157 Abigroup attacks the referee's reasoning. If it were necessary for me to do so, I would conclude that the referee reviewed the evidence and the issues in a way that gives me the required level of confidence in his conclusion. Were it necessary for me to consider the matter, I would not conclude that this aspect of the referee's reasons should be rejected; on the contrary, because I hold a degree of comfort sufficient to enable me to conclude that those reasons should be adopted, I would so conclude.
Tenth issue
158 The referee referred to the evidence for and against the alleged agreement at R 378 and 379. The witnesses were Mr Walton (of Abigroup) and Mr van Breda (of Sydney Water). The referee did not in those paragraphs express a conclusion. However, at R 380 the referee referred to Mr van Breda's account of what he said at a pre-tender meeting held on 4 September 1998. The referee accepted that Mr van Breda at that meeting referred to the inability of Sydney Water to guarantee the geological information; the "risk exposure" that tenderers would have to carry; and the desirability of tenderers carrying out their own investigations.
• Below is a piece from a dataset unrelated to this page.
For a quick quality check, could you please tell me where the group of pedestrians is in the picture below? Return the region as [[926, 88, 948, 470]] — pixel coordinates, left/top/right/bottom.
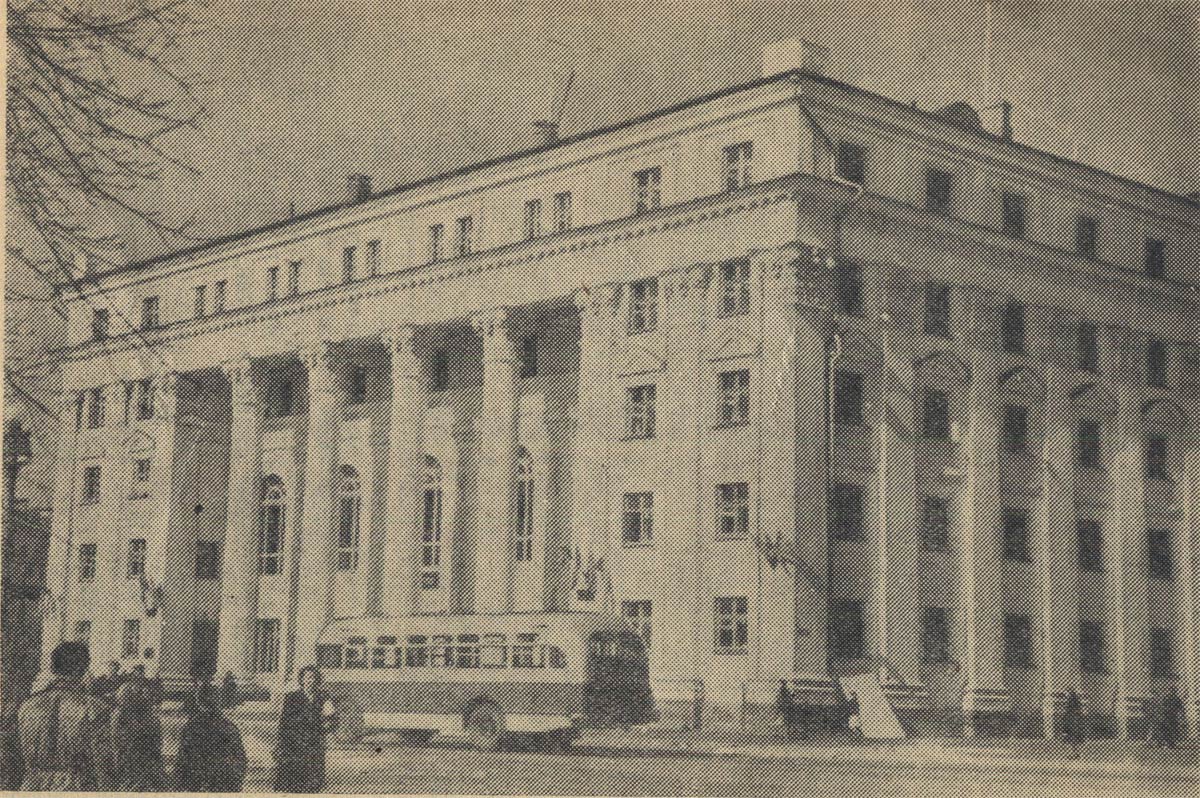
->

The statement of Mr van Breda at that meeting could not be regarded as consistent with the statement attributed to him by Mr Walton, from which the alleged oral agreement is said to arise.
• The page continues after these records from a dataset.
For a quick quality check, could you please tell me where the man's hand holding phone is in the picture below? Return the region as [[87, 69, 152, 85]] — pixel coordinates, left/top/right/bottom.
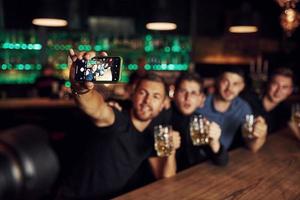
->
[[68, 49, 101, 95]]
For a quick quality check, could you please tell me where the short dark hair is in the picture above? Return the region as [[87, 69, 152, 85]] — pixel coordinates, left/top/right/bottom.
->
[[269, 67, 295, 84], [219, 66, 245, 80], [135, 72, 169, 96], [175, 72, 203, 92]]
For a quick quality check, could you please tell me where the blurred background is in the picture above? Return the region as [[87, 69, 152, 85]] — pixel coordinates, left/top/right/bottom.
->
[[0, 0, 300, 196]]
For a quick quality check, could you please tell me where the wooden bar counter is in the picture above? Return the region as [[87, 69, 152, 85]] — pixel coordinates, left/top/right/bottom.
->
[[117, 129, 300, 200], [0, 98, 76, 109]]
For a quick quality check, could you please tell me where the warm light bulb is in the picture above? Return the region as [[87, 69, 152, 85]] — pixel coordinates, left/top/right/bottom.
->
[[146, 22, 177, 31], [229, 26, 258, 33], [32, 18, 68, 27]]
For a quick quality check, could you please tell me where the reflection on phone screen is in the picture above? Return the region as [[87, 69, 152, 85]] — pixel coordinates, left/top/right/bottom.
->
[[77, 57, 121, 82]]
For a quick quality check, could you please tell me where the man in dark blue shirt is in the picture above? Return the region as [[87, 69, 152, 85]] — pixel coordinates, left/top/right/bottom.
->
[[170, 73, 228, 170], [196, 68, 267, 151]]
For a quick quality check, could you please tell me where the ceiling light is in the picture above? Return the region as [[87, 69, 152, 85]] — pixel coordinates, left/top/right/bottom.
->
[[229, 26, 258, 33], [32, 18, 68, 27], [146, 22, 177, 31]]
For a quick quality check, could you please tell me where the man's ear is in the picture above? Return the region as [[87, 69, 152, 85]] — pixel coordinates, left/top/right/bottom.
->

159 The referee analysed the claim, and the evidence, at R 528 and following. He considered the alleged conversation in the light of two subsequent items of correspondence (R 531 and 533) and concluded at R 535, that there was no agreement as alleged by Abigroup.
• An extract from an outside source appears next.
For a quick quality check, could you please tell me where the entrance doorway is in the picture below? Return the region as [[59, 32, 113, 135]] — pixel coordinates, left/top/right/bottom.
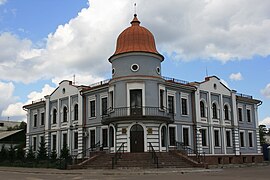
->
[[130, 124, 144, 152]]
160 In my judgment, this conclusion was open to the referee. Further, as the referee noted, the conversation itself was not in terms indicative of agreement; as he put it in R 528 "at best Mr van Breda agreed to look at the issues when the excavation was complete." Having regard to Mr van Breda's comment, in the same conversation, that Abigroup had to bear some risk for latent conditions, including rock levels (i.e. that variations in rock level were Abigroup's risk and not Sydney Water's), I do not think that the referee erred in his analysis of the conversation.
161 Certainly, having regard to the principles that I have set out above as to the approach that this Court should take when considering the question of adoption, I do not think that the referee's conclusion shows patent misapprehension of the evidence or perversity or manifest unreasonableness in fact finding. Nor do I think that the referee's conclusion on this issue is one that no reasonable tribunal of fact could have reached. Indeed, as I have said, I conclude to the contrary: that the conclusion was open to the referee on the evidence.
162 I therefore conclude that Issue 10 should be answered by adopting the referee's finding on this point.
Eleventh issue
163 The phrasing of Issue 11 is unfortunate, in that it refers to the answer to question 10 being "yes" (and Issue 12 refers to the answer being "no") whereas Issue 10 is not a "yes/no" question but an "adopt/reject" question. However, I understand, contextually, that in Issue 11 "yes" means "reject", and that in Issue 12 '"no" means "adopt".
164 On that understanding, Issue 11 does not arise for consideration.